From Wikipedia, the free encyclopedia

Eurasia Foundation is a publicly funded, privately managed grantmaker and program implementer working to strengthen civil society, advance private enterprise and promote public policy and administration in the successor states of the former Soviet Union--Armenia, Azerbaijan, Belarus, Georgia, Kazakhstan, the Kyrgyz Republic, Moldova, Russia, Tajikistan, Turkmenistan, Ukraine and Uzbekistan.

A public-private partnership, EF is managed by a board of trustees of private citizens and is supported by the U.S. Agency for International Development (USAID) as well as other governments, private foundations, corporations and individuals.

Eurasia Foundation espouses a goal of building organizational sustainability by strengthening the infrastructure of grass-roots organizations and facilitating the development of internal processes and procedures. Eurasia is also launching local institutions built on its organizational model.

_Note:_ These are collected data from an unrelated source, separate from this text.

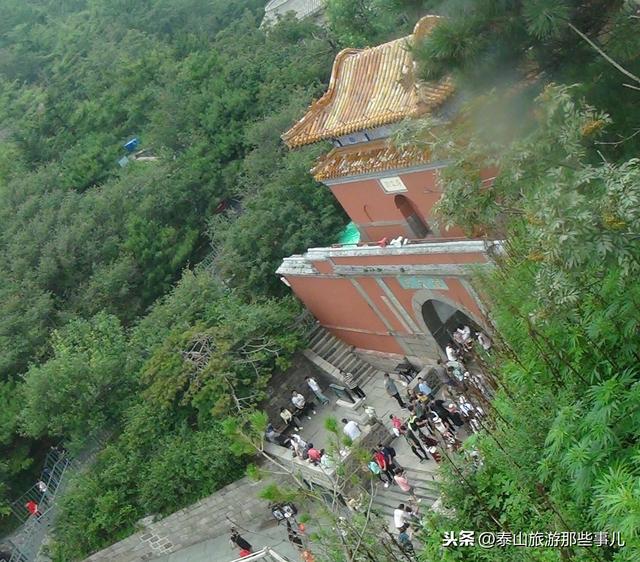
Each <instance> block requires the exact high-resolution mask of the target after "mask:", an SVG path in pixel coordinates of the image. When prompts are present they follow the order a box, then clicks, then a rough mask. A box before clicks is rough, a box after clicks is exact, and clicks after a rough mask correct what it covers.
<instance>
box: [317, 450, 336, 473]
mask: <svg viewBox="0 0 640 562" xmlns="http://www.w3.org/2000/svg"><path fill="white" fill-rule="evenodd" d="M321 453H322V456H321V457H320V466H321V467H322V468H325V469H329V468H333V467H334V466H335V465H336V463H334V462H333V459H332V458H331V457H330V456H329V455H328V454H327V453H326V451H325V450H324V449H322V451H321Z"/></svg>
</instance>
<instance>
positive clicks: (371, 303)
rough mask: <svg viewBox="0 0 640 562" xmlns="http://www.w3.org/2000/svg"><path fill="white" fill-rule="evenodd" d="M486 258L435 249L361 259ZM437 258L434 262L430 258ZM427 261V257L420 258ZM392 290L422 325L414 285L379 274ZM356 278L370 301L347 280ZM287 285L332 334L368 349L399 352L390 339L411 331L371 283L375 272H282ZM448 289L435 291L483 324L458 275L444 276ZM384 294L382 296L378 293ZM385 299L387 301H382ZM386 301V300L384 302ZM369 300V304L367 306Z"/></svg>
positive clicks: (356, 262)
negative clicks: (416, 298) (360, 275)
mask: <svg viewBox="0 0 640 562" xmlns="http://www.w3.org/2000/svg"><path fill="white" fill-rule="evenodd" d="M454 257H455V258H457V259H458V261H459V262H466V263H469V262H474V261H475V262H478V261H486V256H484V254H477V255H476V254H470V255H469V254H454V255H447V254H440V255H438V254H436V255H424V254H422V255H416V256H377V257H376V258H366V262H367V263H374V262H375V261H376V260H377V263H383V262H385V261H386V260H390V259H393V262H394V263H401V260H402V261H403V262H404V263H407V264H412V263H455V261H454V260H453V258H454ZM436 258H437V259H438V260H439V261H435V259H436ZM360 260H362V258H341V262H342V263H347V262H349V261H350V262H351V263H360ZM425 260H426V261H425ZM381 278H382V279H383V280H384V282H385V284H386V285H387V287H388V288H389V289H390V290H391V292H392V293H393V295H394V296H395V297H396V299H397V301H398V302H399V303H400V305H401V306H402V308H404V311H405V312H406V313H407V314H408V315H409V316H410V317H411V318H413V320H414V322H415V323H416V324H417V325H418V326H422V322H421V321H422V318H421V316H420V311H418V312H417V313H414V310H413V303H412V299H413V296H414V294H415V292H416V291H417V290H419V289H405V288H403V287H402V285H400V283H399V281H398V280H397V279H396V277H395V276H393V275H385V276H383V277H381ZM352 279H353V280H355V281H356V282H357V283H358V284H359V286H360V287H361V289H362V291H364V292H365V293H366V295H367V297H368V300H369V301H370V302H367V299H365V297H364V296H363V295H362V294H361V292H360V291H358V290H357V289H356V287H355V286H354V284H353V283H352ZM287 280H288V281H289V283H290V284H291V288H292V289H293V291H294V292H295V294H296V295H297V296H298V298H300V300H302V301H303V302H304V304H305V305H306V307H307V308H308V309H309V310H310V311H311V312H312V313H313V315H314V316H315V317H316V318H317V319H318V320H319V322H320V323H321V324H322V325H323V326H325V327H326V328H328V329H329V330H331V331H332V332H333V333H334V334H335V335H336V336H337V337H339V338H341V339H342V340H343V341H345V342H346V343H348V344H349V345H354V346H356V347H359V348H362V349H370V350H374V351H381V352H385V353H397V354H401V355H402V354H404V351H403V349H402V346H401V345H400V344H399V343H398V341H397V340H396V339H395V335H398V336H402V335H410V334H411V333H413V332H411V331H409V332H408V331H407V328H406V327H405V323H406V319H404V323H403V321H401V320H400V319H399V318H398V316H397V315H396V313H395V312H394V311H393V310H392V308H391V307H392V306H393V304H392V303H391V302H390V301H389V300H388V295H386V294H385V292H384V290H383V289H382V288H381V287H380V285H379V284H378V283H377V282H376V277H374V276H353V277H349V278H346V277H330V276H323V275H322V274H319V275H318V276H313V277H312V276H295V275H290V276H287ZM444 281H445V283H446V284H447V287H448V289H447V290H440V291H438V290H434V291H433V292H434V293H435V294H436V295H438V294H439V295H442V296H443V297H446V298H447V299H449V300H450V301H452V302H453V303H454V304H455V303H458V306H459V308H461V309H462V310H465V311H467V312H468V313H470V314H471V316H472V317H473V318H475V319H476V320H477V321H479V322H480V323H482V319H483V316H482V312H481V311H480V309H479V307H478V305H477V303H476V302H475V300H474V299H473V297H472V296H471V295H470V294H469V293H468V292H467V290H466V289H465V287H464V285H463V284H462V282H461V281H460V279H459V278H457V277H450V276H449V277H445V278H444ZM383 297H385V298H383ZM385 299H387V300H385ZM387 302H389V304H387ZM372 305H373V306H372Z"/></svg>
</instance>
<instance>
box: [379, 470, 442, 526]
mask: <svg viewBox="0 0 640 562" xmlns="http://www.w3.org/2000/svg"><path fill="white" fill-rule="evenodd" d="M431 465H434V466H433V467H432V466H431ZM405 469H406V471H407V477H408V479H409V483H410V484H411V485H412V486H413V487H414V488H415V494H416V496H417V497H418V498H420V499H421V500H422V501H421V503H420V511H421V512H422V513H424V512H425V511H426V510H427V509H429V508H430V507H431V506H432V505H433V504H434V503H435V501H436V500H437V499H438V498H439V497H440V492H439V486H438V481H437V480H436V478H437V476H436V473H435V463H433V462H432V461H426V462H425V463H424V464H422V465H419V466H417V467H405ZM401 503H404V504H405V505H406V504H408V503H410V502H409V494H407V493H406V492H403V491H402V490H401V489H400V488H399V486H398V485H397V484H391V486H389V487H388V488H385V487H384V486H383V485H382V482H380V483H379V484H377V490H376V495H375V497H374V499H373V506H374V508H376V509H377V511H379V512H380V513H381V514H383V515H385V516H389V517H390V518H393V510H394V509H395V508H396V507H398V504H401Z"/></svg>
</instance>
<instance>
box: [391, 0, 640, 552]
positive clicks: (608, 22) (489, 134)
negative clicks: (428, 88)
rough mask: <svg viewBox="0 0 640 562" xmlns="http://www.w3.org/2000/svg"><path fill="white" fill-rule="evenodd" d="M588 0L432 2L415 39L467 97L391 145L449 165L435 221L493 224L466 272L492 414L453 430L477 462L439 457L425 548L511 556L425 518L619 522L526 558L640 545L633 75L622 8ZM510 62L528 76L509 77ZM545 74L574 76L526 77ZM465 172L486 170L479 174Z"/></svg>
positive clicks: (430, 64) (634, 136)
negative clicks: (493, 243)
mask: <svg viewBox="0 0 640 562" xmlns="http://www.w3.org/2000/svg"><path fill="white" fill-rule="evenodd" d="M604 8H605V6H604V5H603V3H586V2H577V1H576V2H553V3H541V2H536V1H530V2H522V3H513V4H512V3H506V4H499V3H487V2H482V1H478V2H471V3H466V6H462V4H460V5H457V6H456V4H455V3H449V4H448V5H447V6H446V10H447V11H448V13H449V15H450V17H449V18H448V19H445V20H444V21H443V24H442V26H439V27H437V28H436V29H435V30H434V32H433V34H432V36H431V37H429V38H427V39H426V40H425V42H424V44H422V45H420V47H419V48H418V49H417V51H416V54H417V56H418V57H419V59H420V61H421V64H422V68H423V71H424V72H425V74H426V75H427V76H428V77H437V76H440V75H442V73H443V72H446V73H450V72H453V73H454V75H455V76H456V78H457V80H458V82H459V84H460V86H461V87H462V88H466V87H471V86H470V85H471V84H473V91H475V96H474V99H473V101H472V102H471V103H468V104H467V105H466V107H465V108H464V109H463V110H462V111H461V112H460V114H459V118H458V119H457V120H456V122H455V123H454V124H452V125H451V124H450V125H449V126H447V127H443V124H442V123H441V122H439V121H438V120H437V119H434V118H429V119H424V120H421V121H419V122H416V123H412V124H410V125H408V126H407V127H406V128H405V130H404V131H403V132H402V133H401V134H400V135H399V139H398V141H399V142H409V143H416V142H418V143H425V144H426V145H429V146H430V147H431V148H432V150H433V152H434V157H435V158H447V159H449V160H450V161H451V166H449V167H448V168H447V169H446V170H445V171H444V172H443V175H442V179H443V182H444V185H445V186H446V190H445V195H444V197H443V199H442V200H441V202H440V203H439V205H438V210H439V213H440V217H441V221H442V222H444V223H456V224H462V225H464V226H465V227H466V228H467V229H468V230H469V231H470V232H473V231H475V232H485V233H491V232H492V231H494V232H495V230H496V227H498V229H499V231H500V233H501V234H502V235H503V236H504V237H505V238H506V243H505V253H504V255H502V256H501V257H500V258H499V259H498V263H497V265H498V267H497V268H496V270H495V271H494V272H492V273H490V274H484V275H482V276H480V278H479V288H480V289H481V291H482V293H483V295H484V297H485V299H486V301H487V304H488V306H489V308H490V309H491V311H492V319H493V322H494V325H495V330H496V331H495V337H496V339H497V340H498V346H497V352H496V353H495V355H494V357H493V358H492V360H491V362H490V364H488V365H486V368H487V371H488V372H489V373H492V374H493V375H494V376H496V378H497V379H498V380H499V381H500V382H501V388H502V390H501V391H500V392H499V393H498V396H497V398H496V401H495V404H494V406H495V412H494V423H493V426H492V428H491V429H490V430H488V431H486V432H484V433H483V434H481V435H479V436H478V438H477V439H475V440H472V441H470V442H469V443H468V444H467V448H469V449H472V448H475V449H476V450H477V451H478V452H479V454H480V458H481V459H482V465H481V466H480V467H478V466H477V465H476V464H475V462H474V461H473V460H471V459H469V458H466V457H464V456H461V457H460V458H459V459H457V462H458V467H457V468H455V469H454V468H453V467H448V468H447V469H445V471H444V474H445V477H446V478H445V487H444V491H445V500H446V503H448V505H449V506H450V507H453V508H455V516H454V517H453V518H446V517H434V518H433V521H432V522H431V532H430V533H429V535H428V536H426V535H425V539H426V540H427V548H426V550H425V552H424V553H423V557H424V559H425V560H430V559H432V557H437V558H438V559H445V560H458V559H465V560H487V561H488V560H500V561H504V560H513V561H514V562H515V561H520V560H522V559H523V550H521V549H516V548H512V549H508V548H507V549H505V548H500V549H493V550H483V549H464V550H463V549H459V550H457V549H446V550H443V549H442V547H441V538H442V532H444V531H449V530H452V529H463V528H464V529H476V530H479V531H483V530H493V531H508V532H516V533H517V532H520V531H523V532H537V531H542V532H547V531H559V532H561V531H571V530H576V531H609V532H614V531H619V532H621V533H622V536H623V539H624V540H625V541H626V543H627V546H626V547H625V548H622V549H613V548H599V549H597V550H596V551H592V552H589V551H587V550H586V549H580V548H553V549H545V548H541V549H534V550H531V549H530V550H527V551H526V559H527V560H539V561H547V560H549V561H550V560H561V559H563V560H566V559H571V560H592V559H597V560H625V561H626V560H629V561H631V560H637V559H638V557H639V556H640V537H639V535H638V533H639V530H640V509H639V508H638V506H639V505H640V493H639V490H638V486H637V482H638V477H639V476H640V472H639V470H640V469H639V465H638V458H639V457H638V453H639V451H638V443H637V436H638V434H639V432H640V418H639V417H638V412H637V404H638V392H639V391H640V384H639V383H638V380H639V376H640V373H639V372H638V358H639V357H640V350H639V348H638V343H637V341H638V339H637V336H638V332H639V328H640V327H639V325H638V313H637V311H638V309H639V308H638V303H640V300H639V297H640V293H638V289H639V287H640V285H638V282H637V275H638V268H639V267H640V243H639V236H640V214H639V211H638V203H640V162H639V161H638V160H637V159H627V158H626V155H629V154H636V153H637V146H638V144H637V141H638V139H637V137H636V136H634V135H635V133H636V132H637V123H638V111H637V99H638V92H637V90H634V88H629V87H628V86H626V85H625V84H631V85H640V80H637V79H635V78H634V76H637V75H638V73H639V70H640V67H639V66H638V58H637V54H638V52H639V49H638V46H637V45H636V44H635V42H636V39H637V34H635V35H633V37H631V35H630V34H629V29H630V26H633V25H635V24H634V21H633V17H632V16H633V14H634V12H633V10H632V9H631V6H630V4H627V5H625V4H624V3H622V2H619V3H607V6H606V10H605V9H604ZM443 11H444V8H443ZM576 29H578V30H581V31H584V32H585V33H588V35H589V36H591V38H592V39H593V40H595V43H594V44H595V45H596V46H598V47H599V48H600V51H598V50H596V49H595V48H594V46H593V45H590V44H589V43H588V42H587V41H586V40H584V39H583V38H582V37H581V36H580V35H579V34H578V33H576V31H575V30H576ZM479 37H482V40H480V41H479V40H478V38H479ZM465 47H468V48H465ZM603 52H604V53H606V54H607V56H611V57H613V59H614V62H616V63H618V64H619V65H621V66H622V68H623V70H624V71H626V74H625V73H624V72H622V71H621V70H620V69H619V68H616V67H615V66H614V65H613V64H611V61H608V60H606V59H605V58H604V55H603V54H602V53H603ZM523 69H534V70H535V71H536V73H537V74H538V78H537V80H536V81H531V82H529V84H527V85H525V84H524V83H522V82H521V80H522V76H523ZM541 71H544V73H543V74H540V72H541ZM500 73H502V81H503V82H504V85H505V86H506V87H502V88H497V86H498V84H499V83H498V82H495V81H493V80H495V77H496V76H497V75H498V74H500ZM629 75H631V76H629ZM550 79H551V80H555V81H557V82H565V83H568V84H572V83H573V81H580V82H581V84H578V85H574V86H569V87H566V86H565V87H559V86H556V87H546V88H544V89H543V86H544V82H545V81H548V80H550ZM492 81H493V82H492ZM513 84H516V85H517V87H513ZM602 85H606V86H605V87H601V86H602ZM541 90H542V92H541V93H540V94H539V95H538V93H539V92H540V91H541ZM535 96H537V99H536V101H535V103H534V104H533V105H531V99H532V98H533V97H535ZM585 98H586V101H585ZM482 169H485V170H486V169H488V170H491V171H495V174H487V175H495V178H494V179H493V181H492V182H491V184H490V187H489V185H488V184H487V182H486V181H484V178H486V177H487V175H481V174H480V171H481V170H482ZM463 552H464V553H463Z"/></svg>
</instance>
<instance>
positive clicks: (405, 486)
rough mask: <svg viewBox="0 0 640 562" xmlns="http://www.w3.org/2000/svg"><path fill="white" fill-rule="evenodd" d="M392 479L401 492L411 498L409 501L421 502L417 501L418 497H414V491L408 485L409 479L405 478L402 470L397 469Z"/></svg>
mask: <svg viewBox="0 0 640 562" xmlns="http://www.w3.org/2000/svg"><path fill="white" fill-rule="evenodd" d="M393 479H394V481H395V483H396V484H397V485H398V486H399V487H400V489H401V490H402V491H403V492H406V493H407V494H409V495H410V496H411V500H412V501H413V502H415V503H420V502H421V501H422V500H419V499H418V497H417V496H416V489H415V488H414V487H413V486H412V485H411V484H409V479H408V478H407V472H406V471H405V469H404V468H399V469H397V470H396V473H395V476H394V477H393Z"/></svg>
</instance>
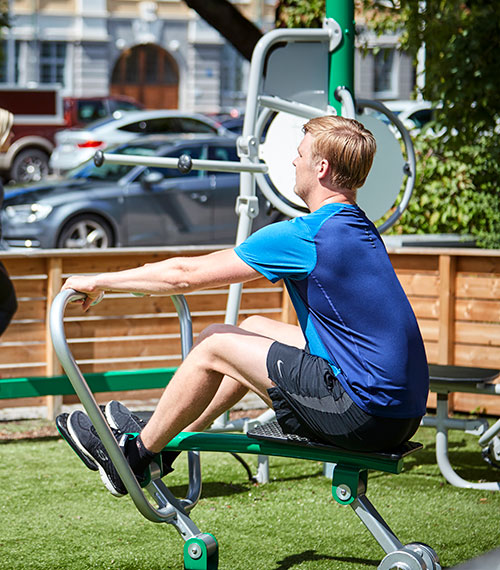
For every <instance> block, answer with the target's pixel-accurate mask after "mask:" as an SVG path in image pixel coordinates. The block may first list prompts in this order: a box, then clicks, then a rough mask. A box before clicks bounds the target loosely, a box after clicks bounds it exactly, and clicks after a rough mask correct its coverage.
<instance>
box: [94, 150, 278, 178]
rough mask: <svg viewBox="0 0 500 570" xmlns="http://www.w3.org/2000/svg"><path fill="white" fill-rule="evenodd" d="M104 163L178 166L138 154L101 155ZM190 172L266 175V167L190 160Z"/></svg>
mask: <svg viewBox="0 0 500 570" xmlns="http://www.w3.org/2000/svg"><path fill="white" fill-rule="evenodd" d="M102 158H103V160H104V162H107V163H109V164H126V165H130V166H150V167H153V168H177V167H178V164H179V159H178V158H169V157H160V156H142V155H138V154H114V153H103V155H102ZM191 169H192V170H213V171H216V172H236V173H238V172H262V173H264V174H265V173H266V172H267V171H268V167H267V165H266V164H263V163H258V164H243V163H241V162H234V161H229V160H199V159H195V158H193V159H192V162H191Z"/></svg>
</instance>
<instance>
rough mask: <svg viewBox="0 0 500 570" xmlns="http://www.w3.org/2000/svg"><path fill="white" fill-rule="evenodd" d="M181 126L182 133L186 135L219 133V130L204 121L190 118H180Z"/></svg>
mask: <svg viewBox="0 0 500 570" xmlns="http://www.w3.org/2000/svg"><path fill="white" fill-rule="evenodd" d="M179 124H180V128H181V131H179V132H184V133H210V134H214V133H217V129H216V128H215V127H212V126H211V125H207V124H206V123H203V122H202V121H198V120H197V119H191V118H189V117H179Z"/></svg>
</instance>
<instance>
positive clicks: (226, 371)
mask: <svg viewBox="0 0 500 570" xmlns="http://www.w3.org/2000/svg"><path fill="white" fill-rule="evenodd" d="M304 133H305V136H304V138H303V140H302V142H301V144H300V145H299V148H298V156H297V157H296V158H295V160H294V161H293V164H294V166H295V169H296V185H295V192H296V193H297V195H298V196H300V197H301V198H302V199H303V200H304V202H305V203H306V204H307V206H308V208H309V210H310V212H311V213H310V214H308V215H306V216H303V217H300V218H296V219H294V220H291V221H285V222H280V223H276V224H272V225H269V226H267V227H265V228H263V229H261V230H259V231H258V232H256V233H255V234H253V235H252V236H250V237H249V238H248V239H247V240H246V241H245V242H244V243H242V244H240V245H239V246H237V247H236V248H234V249H228V250H225V251H220V252H216V253H211V254H209V255H206V256H200V257H196V258H177V259H169V260H166V261H161V262H158V263H153V264H147V265H145V266H143V267H139V268H136V269H130V270H125V271H119V272H115V273H105V274H101V275H95V276H88V277H87V276H73V277H70V278H69V279H68V280H67V281H66V283H65V285H64V287H63V288H64V289H67V288H72V289H76V290H78V291H81V292H83V293H85V294H86V298H85V299H84V300H83V301H82V305H83V309H84V310H87V309H88V308H89V306H90V305H91V304H92V303H93V302H95V301H96V300H97V299H98V298H99V297H100V296H101V295H102V294H103V293H104V292H105V291H128V292H133V293H143V294H147V295H150V294H155V295H172V294H179V293H185V292H188V291H193V290H197V289H203V288H207V287H216V286H219V285H225V284H229V283H236V282H246V281H250V280H252V279H256V278H258V277H260V276H261V275H264V276H265V277H267V278H268V279H270V280H271V281H277V280H279V279H284V282H285V285H286V287H287V289H288V291H289V293H290V296H291V299H292V302H293V304H294V307H295V309H296V311H297V315H298V318H299V322H300V327H297V326H293V325H288V324H284V323H280V322H277V321H273V320H271V319H266V318H263V317H250V318H248V319H246V320H245V321H244V322H243V323H242V325H241V326H240V327H236V326H231V325H221V324H217V325H212V326H210V327H208V328H207V329H206V330H205V331H203V332H202V333H201V334H200V335H199V337H198V339H197V342H196V344H195V346H194V347H193V349H192V350H191V352H190V354H189V355H188V356H187V358H186V359H185V360H184V362H183V363H182V364H181V366H180V367H179V369H178V370H177V372H176V374H175V375H174V377H173V378H172V380H171V381H170V383H169V385H168V386H167V388H166V389H165V391H164V393H163V395H162V397H161V399H160V401H159V403H158V406H157V408H156V410H155V412H154V414H153V416H152V417H151V420H150V421H149V422H148V424H147V425H146V426H145V427H143V425H140V422H138V421H137V419H136V418H134V417H133V416H132V415H131V414H130V412H129V411H128V410H127V409H126V408H125V407H124V406H122V405H121V404H119V403H118V402H110V404H108V406H107V407H106V417H107V419H108V421H109V423H110V425H111V426H112V428H113V429H115V430H116V431H115V435H116V437H117V439H118V440H119V443H120V446H121V447H122V449H123V451H124V454H125V456H126V457H127V459H128V461H129V463H130V465H131V468H132V470H133V471H134V473H135V474H136V476H137V477H138V480H139V481H140V482H141V481H144V480H145V479H147V474H148V466H149V464H150V463H151V461H152V460H153V458H155V457H156V456H158V454H160V452H161V450H162V449H163V447H164V446H165V445H166V444H167V443H168V442H169V441H170V440H171V439H172V438H173V437H174V436H175V435H177V434H178V433H179V432H180V431H182V430H186V431H200V430H203V429H206V428H207V427H208V426H209V425H210V424H211V423H212V421H213V420H214V419H215V418H217V417H218V416H220V414H221V413H223V412H224V411H226V410H228V409H229V408H231V407H232V406H233V405H234V404H235V403H236V402H237V401H238V400H240V399H241V398H242V397H243V396H244V394H245V393H246V392H247V391H248V390H249V389H250V390H253V391H254V392H255V393H257V394H258V395H259V396H260V397H261V398H262V399H263V400H264V401H265V402H266V403H267V404H268V405H269V406H272V407H273V408H274V410H275V411H276V417H277V421H278V422H279V423H280V425H281V426H282V428H283V430H284V431H285V432H286V433H295V434H299V435H305V436H308V437H311V438H314V439H316V440H320V441H323V442H326V443H332V444H335V445H338V446H341V447H344V448H347V449H353V450H360V451H375V450H386V449H387V450H388V449H391V448H394V447H396V446H397V445H399V444H401V443H402V442H404V441H406V440H408V439H409V438H410V437H411V436H412V435H413V434H414V433H415V431H416V429H417V427H418V425H419V422H420V419H421V417H422V416H423V415H424V413H425V405H426V399H427V392H428V371H427V362H426V357H425V351H424V347H423V343H422V339H421V336H420V332H419V329H418V325H417V322H416V319H415V316H414V314H413V311H412V309H411V307H410V304H409V302H408V300H407V298H406V296H405V294H404V292H403V290H402V288H401V286H400V284H399V282H398V280H397V278H396V275H395V273H394V270H393V268H392V266H391V263H390V260H389V257H388V255H387V252H386V250H385V247H384V245H383V242H382V240H381V238H380V236H379V234H378V232H377V230H376V229H375V227H374V225H373V224H372V223H371V222H370V221H369V220H368V219H367V218H366V216H365V214H364V213H363V212H362V211H361V210H360V208H359V207H358V206H357V205H356V191H357V189H358V188H359V187H361V186H362V185H363V184H364V182H365V179H366V177H367V175H368V172H369V170H370V167H371V164H372V160H373V156H374V153H375V147H376V144H375V139H374V138H373V135H372V134H371V133H370V132H369V131H367V130H366V129H365V128H364V127H363V125H361V124H360V123H359V122H357V121H354V120H350V119H344V118H341V117H321V118H316V119H312V120H310V121H309V122H308V123H307V124H306V125H305V126H304ZM142 428H143V429H142ZM68 431H69V437H70V438H71V440H72V444H74V446H76V448H77V449H78V450H79V451H80V452H81V453H83V455H84V456H85V457H86V458H87V459H88V460H91V461H94V462H95V465H96V467H97V468H98V469H99V470H100V472H101V477H102V478H103V481H104V482H105V484H106V486H107V488H108V489H109V490H110V491H111V492H112V493H113V494H115V495H118V496H121V495H124V494H125V493H126V489H125V488H124V486H123V483H122V482H121V480H120V479H119V477H118V475H117V473H116V470H115V469H114V467H113V466H112V464H111V462H110V461H109V458H108V457H107V453H106V452H105V450H104V447H103V445H102V443H101V442H100V440H99V438H98V437H97V435H96V433H95V430H93V428H92V426H91V424H90V420H89V419H88V417H87V416H86V415H85V414H83V412H74V413H73V414H71V415H70V417H69V419H68ZM127 432H140V433H139V435H138V436H137V437H133V436H129V435H127ZM103 457H104V459H103ZM175 457H176V454H175V453H172V452H163V453H162V455H161V463H162V467H163V471H164V472H168V471H169V470H171V466H170V464H171V462H172V461H173V459H174V458H175Z"/></svg>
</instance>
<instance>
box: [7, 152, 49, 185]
mask: <svg viewBox="0 0 500 570" xmlns="http://www.w3.org/2000/svg"><path fill="white" fill-rule="evenodd" d="M48 173H49V157H48V155H47V154H46V153H45V152H43V151H42V150H38V149H35V148H32V149H26V150H23V151H21V152H20V153H19V154H18V155H17V156H16V158H15V159H14V162H13V163H12V168H11V169H10V177H11V178H12V179H13V180H15V181H16V182H39V181H40V180H42V178H44V177H45V176H47V174H48Z"/></svg>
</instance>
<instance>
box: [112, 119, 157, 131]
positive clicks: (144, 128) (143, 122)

Examples of local institutions the Eurasia Foundation has helped to create include: a self-sustaining small and medium business loan fund in Armenia, the only Western-style school of economics in Ukraine, the New Eurasia Foundation in Russia, and the Eurasia Foundation of Central Asia based in Bishkek, Kyrgyzstan. The Eurasia Foundation has managed to attract millions of dollars of local or international support for all of these initiatives.

EF is expanding this growing network of affiliates by establishing similar institutions in the Caucasus and Ukraine, Belarus and Moldova to bring greater geographic reach, financial investment and social entrepreneurship to the Eurasia region.